Les victimes de Kilwa ont encore du chemin à faire avant d'être entendues au Québec. Mais elles ont déjà établi une première en matière de recours collectif. Un précédent qui pourrait inciter les entreprises établies ici à plus de prudence quand elles font affaire dans des pays où le système de justice est déficient.

Le 27 avril, le juge Benoît Emery, de la Cour supérieure, a accepté d'entendre la requête de ces victimes qui accusent Anvil Mining, une société minière qui a des bureaux au centre-ville de Montréal, de s'être rendue complice de crimes de guerre en République démocratique du Congo (RDC).

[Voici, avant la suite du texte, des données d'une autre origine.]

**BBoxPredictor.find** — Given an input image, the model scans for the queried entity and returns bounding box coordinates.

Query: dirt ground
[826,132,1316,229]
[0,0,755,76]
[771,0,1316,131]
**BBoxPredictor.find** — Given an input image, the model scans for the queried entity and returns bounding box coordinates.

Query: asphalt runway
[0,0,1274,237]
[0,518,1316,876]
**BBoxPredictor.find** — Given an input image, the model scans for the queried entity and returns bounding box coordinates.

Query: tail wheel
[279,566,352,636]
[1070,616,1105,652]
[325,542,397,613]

«À ce stade-ci des procédures, tout indique que si le tribunal rejetait l'action (...), il n'existerait aucune autre possibilité pour les victimes de se faire entendre par la justice civile», écrit le juge Emery dans sa décision.

Anvil Mining a demandé hier la permission d'interjeter appel de ce jugement. Elle prétend qu'un tribunal québécois n'est pas le forum approprié pour entendre la cause puisque les incidents ont eu lieu en RDC en octobre 2004 - plus de six mois avant que la mine n'ouvre ses bureaux à la Place Ville-Marie.

Dans sa requête, débattue hier en Cour d'appel, Anvil Mining soutient que le juge Emery a erré en concluant que les victimes ne pouvaient être entendues ailleurs. En fait, elles l'ont déjà été lors d'un procès militaire en RDC et pourraient l'être encore en Australie, où se trouve le siège social de l'entreprise.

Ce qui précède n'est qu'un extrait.